Proxy Filing
Logotype for DNOW Inc

DNOW (DNOW) Proxy Filing summary

Event summary combining transcript, slides, and related documents.

Logotype for DNOW Inc

Proxy Filing summary

1 Dec, 2025

Executive summary

  • Annual meeting scheduled for May 21, 2025, to elect eight directors, ratify Ernst & Young LLP as auditors, and approve executive compensation on an advisory basis.

  • Company maintained leadership in upstream energy distribution, expanded midstream/process solutions via Whitco Supply and Trojan Rentals acquisitions, and remained debt-free with $256M in cash and $556M total liquidity as of year-end 2024.

  • Share repurchase program completed ($80M) and new $160M program launched in January 2025.

  • 2024 revenue reached $2.373B (up 2% YoY), EBITDA $176M (7.4% margin), and free cash flow $289M.

Voting matters and shareholder proposals

  • Proposal 1: Elect eight directors for one-year terms; Board recommends FOR.

  • Proposal 2: Ratify Ernst & Young LLP as independent auditors for 2025; Board recommends FOR.
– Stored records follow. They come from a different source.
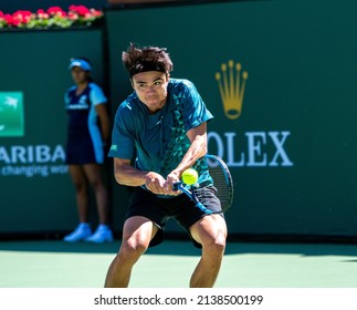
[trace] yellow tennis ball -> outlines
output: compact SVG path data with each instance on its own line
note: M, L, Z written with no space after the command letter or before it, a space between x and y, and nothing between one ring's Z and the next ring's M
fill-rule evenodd
M192 185L198 180L198 173L192 168L188 168L182 173L182 180L187 185Z

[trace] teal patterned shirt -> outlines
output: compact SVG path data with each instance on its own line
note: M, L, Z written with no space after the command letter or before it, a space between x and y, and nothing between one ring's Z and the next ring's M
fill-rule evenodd
M156 172L166 178L190 147L187 132L211 118L212 114L188 80L169 80L167 103L155 114L149 114L134 92L116 112L108 156L136 157L136 168ZM199 184L211 180L204 157L193 168L199 174Z

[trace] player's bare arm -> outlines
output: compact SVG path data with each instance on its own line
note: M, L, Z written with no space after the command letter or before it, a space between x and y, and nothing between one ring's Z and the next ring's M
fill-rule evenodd
M146 185L147 189L157 195L177 195L161 175L139 170L130 165L129 159L114 158L114 175L116 182L122 185Z

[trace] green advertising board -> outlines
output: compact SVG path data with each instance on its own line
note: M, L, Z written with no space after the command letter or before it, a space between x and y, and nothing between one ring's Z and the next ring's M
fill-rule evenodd
M115 107L120 53L166 46L214 115L209 152L231 169L231 235L357 235L357 4L222 1L106 11ZM176 228L172 228L174 230Z

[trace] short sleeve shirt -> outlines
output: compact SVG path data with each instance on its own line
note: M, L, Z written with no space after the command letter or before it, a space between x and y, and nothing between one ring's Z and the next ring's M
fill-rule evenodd
M134 92L116 112L108 156L136 157L138 169L156 172L166 178L191 145L187 132L211 118L213 115L188 80L169 80L167 103L155 114L149 114ZM200 175L199 183L210 178L204 159L193 167Z

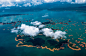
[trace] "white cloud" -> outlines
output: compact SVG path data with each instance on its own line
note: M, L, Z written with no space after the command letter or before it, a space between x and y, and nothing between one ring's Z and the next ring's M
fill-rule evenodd
M18 30L16 28L11 29L11 33L18 33Z
M54 39L57 39L57 38L66 38L66 32L62 32L62 31L56 31L55 33L54 33Z
M41 25L41 22L35 21L35 22L31 22L31 24L33 24L33 25Z
M58 39L58 38L66 38L66 32L62 32L62 31L56 31L55 33L53 32L52 29L49 29L49 28L44 28L42 29L42 32L45 36L47 37L54 37L53 39Z
M23 6L27 7L27 6L32 6L30 3L26 3Z
M45 25L39 25L39 28L43 28Z
M12 33L18 33L19 31L24 35L36 36L39 33L39 28L22 24L21 27L11 30Z

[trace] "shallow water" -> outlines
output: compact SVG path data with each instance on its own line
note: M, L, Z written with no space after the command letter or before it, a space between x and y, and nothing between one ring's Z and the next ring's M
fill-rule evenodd
M84 12L77 12L77 11L38 11L38 12L22 12L19 14L29 14L29 15L16 15L16 16L6 16L0 17L0 22L11 22L11 21L26 21L26 20L33 20L33 21L40 21L45 22L45 19L51 19L53 21L58 20L58 22L65 22L67 23L70 19L72 22L68 22L69 25L64 26L63 24L57 24L56 26L52 25L53 28L58 28L61 30L61 27L64 27L62 31L68 30L67 32L67 39L70 39L70 42L76 43L75 40L86 42L86 24L82 25L81 22L86 22L86 13ZM42 17L44 15L48 15L48 17ZM57 21L55 21L57 22ZM29 22L22 22L24 24L30 25ZM21 24L22 24L21 23ZM74 24L72 25L72 24ZM78 26L80 25L80 26ZM19 25L15 25L19 26ZM51 27L52 27L51 26ZM10 27L10 28L9 28ZM81 48L80 51L72 50L66 46L64 50L59 51L49 51L47 49L37 49L37 48L29 48L29 47L16 47L18 41L15 41L15 37L17 34L11 33L11 30L14 26L12 24L9 25L0 25L0 55L1 56L86 56L86 47L77 46ZM79 28L81 30L79 30ZM5 30L3 30L5 29ZM70 30L71 29L71 30ZM76 30L75 30L76 29ZM77 34L76 34L77 33ZM84 33L84 34L83 34ZM68 35L73 35L69 37ZM81 36L82 35L82 36ZM81 36L81 37L80 37ZM72 40L72 38L74 40ZM82 38L83 40L79 40L78 38Z

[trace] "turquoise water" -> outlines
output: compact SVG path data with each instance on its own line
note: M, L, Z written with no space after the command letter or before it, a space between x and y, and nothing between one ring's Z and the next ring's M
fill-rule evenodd
M17 12L15 12L17 13ZM10 12L12 14L12 12ZM37 12L21 12L19 14L29 14L29 15L16 15L15 16L8 16L8 17L0 17L0 22L11 22L11 21L26 21L26 20L33 20L33 21L40 21L45 22L45 19L51 19L53 21L58 20L58 22L65 22L67 23L69 19L72 22L68 22L69 25L57 24L56 26L52 25L54 28L58 28L61 30L61 27L64 27L62 31L68 29L67 39L70 39L70 42L76 43L75 40L79 40L78 38L82 38L81 42L86 42L86 24L82 25L81 22L86 22L86 13L84 12L77 12L77 11L37 11ZM44 15L48 15L48 17L42 17ZM55 21L57 22L57 21ZM78 23L77 23L78 22ZM24 24L30 25L30 22L22 22ZM76 23L76 26L72 25ZM80 25L80 26L78 26ZM19 26L19 25L15 25ZM52 27L51 26L51 27ZM37 49L37 48L29 48L29 47L16 47L18 41L15 41L15 37L17 34L11 33L11 30L14 26L11 24L9 25L0 25L0 55L1 56L86 56L86 47L77 46L81 48L80 51L75 51L66 46L64 50L59 51L49 51L47 49ZM81 30L79 30L79 28ZM5 30L3 30L5 29ZM71 31L71 30L72 31ZM76 30L75 30L76 29ZM76 34L78 33L78 34ZM83 34L84 33L84 34ZM73 35L69 37L68 35ZM79 35L79 36L78 36ZM81 36L82 35L82 36ZM80 37L81 36L81 37ZM72 40L74 38L74 40Z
  • Proposal 3: Approve, on an advisory basis, the compensation of named executive officers; Board recommends FOR.

  • Shareholder proposals for 2026 must be submitted by December 5, 2025.
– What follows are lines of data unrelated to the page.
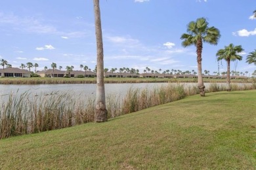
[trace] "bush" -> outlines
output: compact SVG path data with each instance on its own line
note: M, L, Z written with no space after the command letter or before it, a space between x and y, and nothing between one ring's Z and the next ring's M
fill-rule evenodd
M77 75L75 77L77 77L77 78L85 78L85 76L83 75Z
M32 73L30 74L31 77L40 77L41 76L39 75L35 74L34 73Z

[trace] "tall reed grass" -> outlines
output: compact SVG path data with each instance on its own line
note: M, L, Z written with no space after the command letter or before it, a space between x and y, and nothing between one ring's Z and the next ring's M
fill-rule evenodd
M252 84L232 84L232 90L255 89ZM226 90L224 84L212 83L207 92ZM181 83L148 88L131 88L122 97L106 96L108 118L140 110L199 94L196 86L185 87ZM2 97L3 98L3 97ZM85 97L86 98L86 97ZM0 139L39 133L93 122L95 100L71 93L55 92L34 96L30 92L11 93L2 99L0 108Z

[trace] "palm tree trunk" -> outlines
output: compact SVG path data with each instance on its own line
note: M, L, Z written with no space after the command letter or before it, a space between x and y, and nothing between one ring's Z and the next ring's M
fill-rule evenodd
M201 96L205 96L203 85L203 76L202 75L202 51L203 50L203 42L201 39L199 39L196 43L196 54L198 55L198 87L200 92Z
M97 85L96 92L96 107L95 122L108 121L108 111L106 109L105 88L104 84L103 41L101 29L100 11L99 0L93 0L95 34L97 49Z
M228 60L226 62L228 65L228 68L226 70L226 91L230 92L230 60Z

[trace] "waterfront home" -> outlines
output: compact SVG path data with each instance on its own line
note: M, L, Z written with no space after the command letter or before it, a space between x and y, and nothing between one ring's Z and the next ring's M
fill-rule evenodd
M7 67L0 69L0 76L1 77L30 77L30 73L24 69L16 67Z

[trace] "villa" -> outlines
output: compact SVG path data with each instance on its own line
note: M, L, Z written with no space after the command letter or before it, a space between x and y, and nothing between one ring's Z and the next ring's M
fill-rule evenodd
M1 77L30 77L30 73L24 69L15 67L7 67L0 69L0 76Z

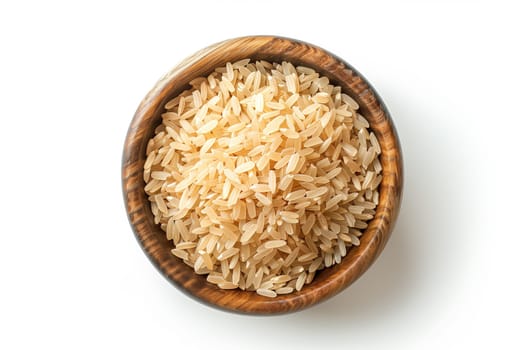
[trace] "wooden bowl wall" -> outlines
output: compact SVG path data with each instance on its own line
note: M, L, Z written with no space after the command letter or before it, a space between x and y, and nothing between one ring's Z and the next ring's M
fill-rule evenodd
M173 256L171 241L153 221L150 203L144 192L143 166L146 145L161 122L164 104L189 87L188 83L206 76L214 68L243 58L269 62L289 61L315 69L340 85L360 105L382 147L380 156L383 181L376 215L341 264L317 273L313 282L300 292L266 298L254 292L221 290L206 281L206 276ZM151 262L175 286L209 305L230 311L273 314L311 306L343 290L359 278L376 260L392 232L401 201L403 185L399 140L390 115L375 90L354 68L333 54L293 39L256 36L227 40L205 48L187 58L148 93L129 127L122 160L124 202L130 224ZM359 302L359 301L356 301Z

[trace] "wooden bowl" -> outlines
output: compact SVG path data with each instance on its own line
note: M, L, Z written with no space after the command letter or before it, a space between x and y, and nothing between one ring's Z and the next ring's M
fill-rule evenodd
M341 264L319 271L311 284L300 292L266 298L255 292L221 290L197 275L192 268L171 254L173 243L153 222L150 203L144 192L143 166L146 144L161 122L164 104L183 90L188 82L206 76L214 68L243 58L269 62L289 61L304 65L340 85L360 105L360 113L369 121L381 144L380 161L383 181L376 215ZM375 261L390 237L396 220L403 185L399 140L390 115L372 86L349 64L337 56L301 41L255 36L223 41L187 58L166 74L146 95L129 127L122 160L122 185L129 221L146 255L176 287L211 306L253 314L296 311L333 296L360 277ZM356 303L359 300L355 301Z

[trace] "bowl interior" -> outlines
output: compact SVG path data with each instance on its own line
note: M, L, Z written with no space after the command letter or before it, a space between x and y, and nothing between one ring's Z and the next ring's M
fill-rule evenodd
M254 292L221 290L194 273L170 250L172 242L153 221L143 190L142 168L146 145L161 122L167 101L189 88L189 82L207 76L216 67L243 58L269 62L289 61L327 76L360 105L382 147L383 181L374 219L361 237L361 245L349 249L341 264L319 271L300 292L273 299ZM210 305L246 313L279 313L312 305L336 294L355 281L377 258L386 244L397 217L402 187L399 141L385 106L370 84L338 57L310 44L276 38L246 37L218 43L187 58L163 77L140 104L130 125L123 156L124 200L137 239L152 263L182 291Z

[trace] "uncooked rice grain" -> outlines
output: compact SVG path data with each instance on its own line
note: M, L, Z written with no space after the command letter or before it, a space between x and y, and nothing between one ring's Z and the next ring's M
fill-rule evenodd
M358 246L375 215L380 142L309 67L243 59L165 104L144 190L171 252L222 289L274 298Z

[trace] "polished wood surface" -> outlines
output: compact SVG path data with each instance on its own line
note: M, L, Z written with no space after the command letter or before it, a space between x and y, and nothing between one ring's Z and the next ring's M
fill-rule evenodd
M188 88L188 82L204 76L217 66L243 58L289 61L305 65L328 76L360 105L360 113L382 147L380 156L383 181L377 213L361 237L361 245L352 247L341 264L318 272L313 282L300 292L277 298L265 298L255 292L221 290L206 282L170 250L172 242L154 224L150 203L144 192L142 170L146 144L161 122L164 104ZM166 74L144 98L131 122L122 159L124 202L130 224L146 255L175 286L205 303L230 311L273 314L300 310L340 292L359 278L375 261L392 232L401 201L403 185L399 140L391 117L375 90L354 68L333 54L316 46L279 37L258 36L227 40L184 60ZM359 302L356 300L356 302Z

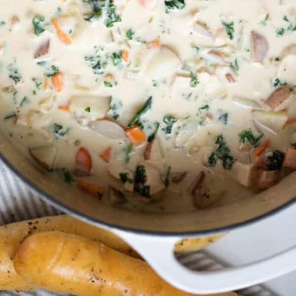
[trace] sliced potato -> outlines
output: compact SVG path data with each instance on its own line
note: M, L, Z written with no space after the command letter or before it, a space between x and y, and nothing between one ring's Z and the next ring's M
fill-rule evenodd
M177 54L162 46L149 63L147 74L153 79L162 79L175 73L181 66L181 62Z
M254 123L259 129L266 130L277 134L284 128L288 120L287 111L276 112L254 110L252 111Z
M93 132L109 139L124 139L126 137L125 131L119 124L115 122L103 119L92 121L88 127Z
M50 171L52 169L57 155L57 149L52 146L30 148L30 154L42 168Z
M110 108L110 97L74 96L70 99L70 108L77 122L83 125L103 118Z

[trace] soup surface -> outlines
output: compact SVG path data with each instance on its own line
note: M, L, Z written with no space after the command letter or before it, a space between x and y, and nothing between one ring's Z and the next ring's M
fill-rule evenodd
M0 1L0 128L98 204L272 186L296 169L296 87L295 0Z

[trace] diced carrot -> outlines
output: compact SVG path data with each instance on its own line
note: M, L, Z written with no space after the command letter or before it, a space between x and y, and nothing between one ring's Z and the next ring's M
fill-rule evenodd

Board of directors and corporate governance

  • Board consists of eight members, seven of whom are independent; all directors elected annually.

  • Board diversity enhanced with recent additions; average director tenure 7.2 years, age 64.25.

  • Committees: Audit, Compensation, and Environmental, Social, Governance, and Nominating (ESGN); all committee members are independent.

  • Annual board and committee evaluations, majority voting, and 5x stock ownership requirement for non-employee directors.

  • Independent Chairman leads the Board; CEO and Chairman roles are separated.